Although Rappahannock County derives its name from the headwaters of the eponymous river that forms its eastern boundary, the map in the county’s Visitor’s Guide makes no mention of the river, nor its numerous tributaries that demarcate the contours of the county’s landscape. Instead, an intricate web of roads – main arteries 211, 522 and 231, plus countless secondary feeders identified with 600s and 700s – are seen to lace the county.
That’s the way it should be, I suppose, for today’s visitors arrive by auto – not canoe, canal barge or kayak. But to be unaware of or forget the natural lay of the land, defined by the flow of water downstream to the Chesapeake, means inevitably that something important is lost.

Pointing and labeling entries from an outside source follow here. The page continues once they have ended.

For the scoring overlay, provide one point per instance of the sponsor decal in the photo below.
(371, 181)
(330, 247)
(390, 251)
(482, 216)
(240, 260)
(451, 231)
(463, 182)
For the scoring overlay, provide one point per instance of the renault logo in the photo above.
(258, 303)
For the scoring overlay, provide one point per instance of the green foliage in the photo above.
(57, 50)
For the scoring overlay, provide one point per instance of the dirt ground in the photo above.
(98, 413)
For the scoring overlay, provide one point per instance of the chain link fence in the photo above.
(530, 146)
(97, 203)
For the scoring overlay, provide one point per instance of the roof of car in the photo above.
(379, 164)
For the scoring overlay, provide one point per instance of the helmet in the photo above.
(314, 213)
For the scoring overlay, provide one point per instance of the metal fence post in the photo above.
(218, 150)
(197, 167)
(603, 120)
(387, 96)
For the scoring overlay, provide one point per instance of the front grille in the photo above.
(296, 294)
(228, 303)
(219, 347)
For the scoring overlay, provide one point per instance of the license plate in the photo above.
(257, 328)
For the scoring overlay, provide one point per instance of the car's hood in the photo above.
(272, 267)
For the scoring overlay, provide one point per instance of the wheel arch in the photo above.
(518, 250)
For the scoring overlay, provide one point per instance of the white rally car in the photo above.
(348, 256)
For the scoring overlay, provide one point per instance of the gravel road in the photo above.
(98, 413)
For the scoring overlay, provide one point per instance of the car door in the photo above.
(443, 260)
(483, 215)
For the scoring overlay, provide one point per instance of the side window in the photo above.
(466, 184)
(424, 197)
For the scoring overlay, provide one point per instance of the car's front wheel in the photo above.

“I get very fast a notion of every region because at the smallest brook, I inquire whence it comes and into what river it runs,” said the 19th-century German writer Johann Wolfgang von Goethe in explaining his perpetual quest for self-knowledge. Who today does what Goethe did?

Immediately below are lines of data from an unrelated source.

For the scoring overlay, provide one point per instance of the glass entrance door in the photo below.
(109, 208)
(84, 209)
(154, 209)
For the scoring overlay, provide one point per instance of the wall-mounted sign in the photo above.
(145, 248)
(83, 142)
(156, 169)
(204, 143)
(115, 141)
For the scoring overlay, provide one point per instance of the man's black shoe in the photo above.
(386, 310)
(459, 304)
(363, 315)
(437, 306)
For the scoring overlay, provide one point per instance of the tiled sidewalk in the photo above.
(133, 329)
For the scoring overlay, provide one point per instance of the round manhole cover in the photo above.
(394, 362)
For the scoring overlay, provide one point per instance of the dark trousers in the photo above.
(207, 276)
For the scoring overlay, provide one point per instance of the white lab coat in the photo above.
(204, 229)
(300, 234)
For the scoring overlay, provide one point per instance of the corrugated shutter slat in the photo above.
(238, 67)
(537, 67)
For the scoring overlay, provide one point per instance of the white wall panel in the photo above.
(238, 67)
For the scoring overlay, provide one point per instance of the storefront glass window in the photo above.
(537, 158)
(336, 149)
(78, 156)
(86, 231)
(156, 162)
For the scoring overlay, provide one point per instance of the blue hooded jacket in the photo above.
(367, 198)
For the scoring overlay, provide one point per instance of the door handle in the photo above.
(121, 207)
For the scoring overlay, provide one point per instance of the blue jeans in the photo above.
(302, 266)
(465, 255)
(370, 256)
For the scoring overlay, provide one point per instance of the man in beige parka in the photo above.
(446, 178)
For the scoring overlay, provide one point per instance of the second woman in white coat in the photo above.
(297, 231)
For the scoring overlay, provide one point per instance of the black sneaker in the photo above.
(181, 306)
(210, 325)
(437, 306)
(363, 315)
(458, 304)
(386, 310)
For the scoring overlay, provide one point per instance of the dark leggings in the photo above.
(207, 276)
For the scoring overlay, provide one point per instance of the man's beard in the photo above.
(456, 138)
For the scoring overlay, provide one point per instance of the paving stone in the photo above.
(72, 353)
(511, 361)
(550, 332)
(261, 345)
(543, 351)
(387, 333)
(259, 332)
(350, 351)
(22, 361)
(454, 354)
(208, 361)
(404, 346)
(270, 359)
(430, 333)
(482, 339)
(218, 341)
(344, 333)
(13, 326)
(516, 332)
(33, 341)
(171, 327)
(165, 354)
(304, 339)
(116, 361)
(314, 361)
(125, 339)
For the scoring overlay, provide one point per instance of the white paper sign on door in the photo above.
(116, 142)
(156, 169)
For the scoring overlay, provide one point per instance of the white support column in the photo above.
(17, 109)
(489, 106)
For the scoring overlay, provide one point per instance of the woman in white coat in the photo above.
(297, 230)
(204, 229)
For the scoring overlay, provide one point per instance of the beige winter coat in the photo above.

How many of us even bother to learn the names – and the rich history that christened them – of the county’s many waterways? Battle Run. Rush River. The Covington. The Hazel. Indian Run. The Jordan. Beaverdam Creek. Blackwater Creek. The Thornton.
What also is often forgotten is how polluted our waters were not so long ago. Raw sewage was daily dumped in the Thornton. On the other side of the Blue Ridge, fish-deforming chemicals were routinely factory-flushed into the Shenandoah. And upstream of Harpers Ferry in some Potomac tributaries, acidified by coal-mining runoff, there lived no fish at all.
But this week exactly 40 years ago Democrats and Republicans came together to pass the landmark legislation known as the Clean Water Act. We can only hope that the results of the upcoming November elections will not be so radical as to unleash an anti-regulatory fervor undoing this great achievement.